For many applications, WES is carried out at a mean read depth of 80×. We wanted to see whether higher read depth would result in higher resolution of CNV events, with better definition of the breakpoint sites. Our data indicated that the differences in mean read depth of total yield did not affect resolution or our ability to detect genomic variations.
For WES-CNV analysis, the validation of the CNVs is necessary due to high GC content, mapping artifacts, and algorithm-specific biases that can result in a high false positive rate, low sensitivity, and duplication and deletion biases. There are two typical methods with which to validate WES-based CNVs: (i) aCGH, an array-based platform, and (ii) qPCR or ddPCR at the molecular level 14.

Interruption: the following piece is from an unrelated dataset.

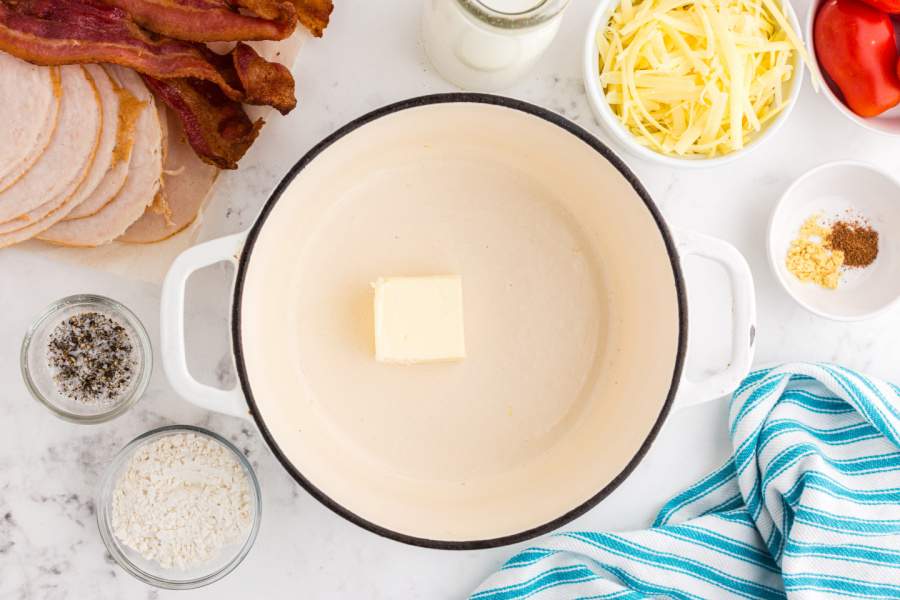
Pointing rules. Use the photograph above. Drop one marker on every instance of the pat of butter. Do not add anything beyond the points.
(419, 319)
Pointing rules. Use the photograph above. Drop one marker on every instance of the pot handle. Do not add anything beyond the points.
(743, 333)
(174, 355)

Since the region of interest within our samples was targeted, we were able to test a variety of threshold values for both the CONIFER and CEQer methods. For CONIFER and CEQer, the default threshold was slightly adjusted. In CONIFER, we lowered the default threshold from ±1.5 to ±1.0 to better detect duplication and deletion events associated with CMT1A/HNPP. In CEQer, a lower cut-off value was required at the 6 Gb resolution in FC388. These data suggest that the detection accuracy of genomic variations can be improved by adjusting the thresholds of WES algorithms.
There are various genetic causes in CMT1A, including a point mutation in PMP22 identified in a Dutch cohort with CMT1A 15, as well as a heterozygous 186 kb duplication on 17p12 but outside of the PMP22 coding region 16. Although quantitative PCR remains the most common method for detecting both duplication and deletion events in PMP22 associated with CMT1A and HNPP, respectively 17, it is limited in its ability to identify genetic causes, such as SNPs and indels. WES therefore represents a powerful alternative capable of simultaneous detection of SNPs, indels, and CNVs, allowing for improved diagnosis of heterogeneous disorders such as CMT1A.
The exact identification of CMT causative mutations is important for preimplantation genetic diagnosis (PGD), and may play an important role in the application of personalized therapy in the future 18. We performed NGS analyses to identify the genetic causes of CMT in Korean patients, and we verified that genetic screening was essential to diagnose less recognizable CMT phenotypes 19. Given recent improvements in both the cost and accessibility of WES, these methods may soon replace traditional single gene tests. Based upon the data presented here, we suggest the adoption of more comprehensive screening methods, such as NGS, as new standards in genetic testing for CMT1A.
While there are several limitations to WES in terms of CNV detection due to the unequal spacing of exons throughout the genome, these issues are easily overcome, enabling efficient detection of many genetic diseases, including both heterogenous and monogenic disorders, many of which are caused by mutations within the coding regions. Taken together, our study demonstrate that a range of genomic alternations can be evaluated using a single platform. We therefore propose WES as a potent alternative for the study and diagnosis of heterogenous disorders, such as peripheral neuropathy.